Narenciyeyle ilgili de konuşan Erhürman, üç hükümet ortağının Türkiye’ye gittiğini söyledi. Buradaki zararın tespiti için Türkiye’den heyet geleceğinin açıklandığını dile getiren Erhürman, bunun dışında başka bir açıklama bulunmadığının altını çizdi. KKTC’den 10 ton, 5 ton dahi olsa güney Kıbrıs’a Yeşil Hat Tüzüğü üzerinden ticaret olduğunu ifade eden Erhürman, “Bu ihracat AB yetkililerinin verdiği sağlık sertifikasıyla yapılır. Ağustos 2023’ten beri vektör böceğin görüldüğünü biliyorlar, bu tarafta olduğunu da tahmin ediyorlar. Sağlık sertifikası veriyorlar, bu taraftan o tarafa mandora ihraç ediliyor” dedi. “Bize gelen bilgiler, Mısır’ın ve Güney Afrika’nın da bu alanda ihracatına devam ettiğidir. Bu hastalık doğrudan gıda güvenliği açısından bir sorun yaratmıyor, doğrudan ağaçlara zarar veren bir hastalık” diyen Erhürman, önümüzde on binlerce ton Valencia ve gelecek senenin de olduğunu ifade etti. “Oradaki üretici de, işçi de, kasa üreten de bu sıkıntının içinde” diyen Erhürman, bu işin çözümüne yönelik konuştu ve “Sağlık sertifikası alınır ve Türkiye’ye dokunmadan transit gideriz, gidenler var. Gidenlerin olduğunu da herkes biliyor. Güney Afrika, Mısır örneği çalışılsın” dedi. Erhürman, vektör böcekle mücadele konusunda bir an önce güneyle istişare ve koordinasyon yapılması gerektiğini belirtti.
“Yumurta ve ekmek alırken sıkıntının dibine vurmuş insanlar var”
Marketlerden Kıbrıslı Rumların geri çekilmeye başladığını, Kıbrıslı Türklerin de güneydeki marketlere yöneldiğini anlatan Erhürman, “Bunun maliye ve ekonomi üzerinden yaratacağı tahribatı anlatmama gerek yok.

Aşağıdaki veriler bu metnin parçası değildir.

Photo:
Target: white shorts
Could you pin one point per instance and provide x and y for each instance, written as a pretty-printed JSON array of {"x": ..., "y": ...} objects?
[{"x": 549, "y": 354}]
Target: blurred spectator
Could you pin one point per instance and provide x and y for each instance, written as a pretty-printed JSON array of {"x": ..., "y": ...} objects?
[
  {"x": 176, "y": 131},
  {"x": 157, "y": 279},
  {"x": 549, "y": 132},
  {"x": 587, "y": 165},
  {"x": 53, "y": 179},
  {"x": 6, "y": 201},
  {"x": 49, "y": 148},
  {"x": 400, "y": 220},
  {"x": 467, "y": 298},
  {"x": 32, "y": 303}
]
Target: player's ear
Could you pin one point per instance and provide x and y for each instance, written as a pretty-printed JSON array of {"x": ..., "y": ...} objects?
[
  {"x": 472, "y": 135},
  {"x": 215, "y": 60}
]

Bunlar, Euro 34 iken yaşanıyor. Euro 44 olur da akım geri döner diye mi bekleyeceğiz?” diye sordu. “Ekmek alırken de yumurta alırken de eziliyor insanlar. Güneye gidip alışveriş yapabilen var, yapamayan var. Ortada çarpık bir yapı var” diyen Erhürman, zorunlu tüketim maliyetleriyle ilgili bir çalışma yapılması gerektiğine işaret etti. Erhürman, “Bir ayın içinde somun ekmeğin fiyatı 5 kere değişir mi?” diye sordu ve memlekette, yumurta ve ekmek alırken sıkıntı yaşayan insanlar olduğunu hatırlattı.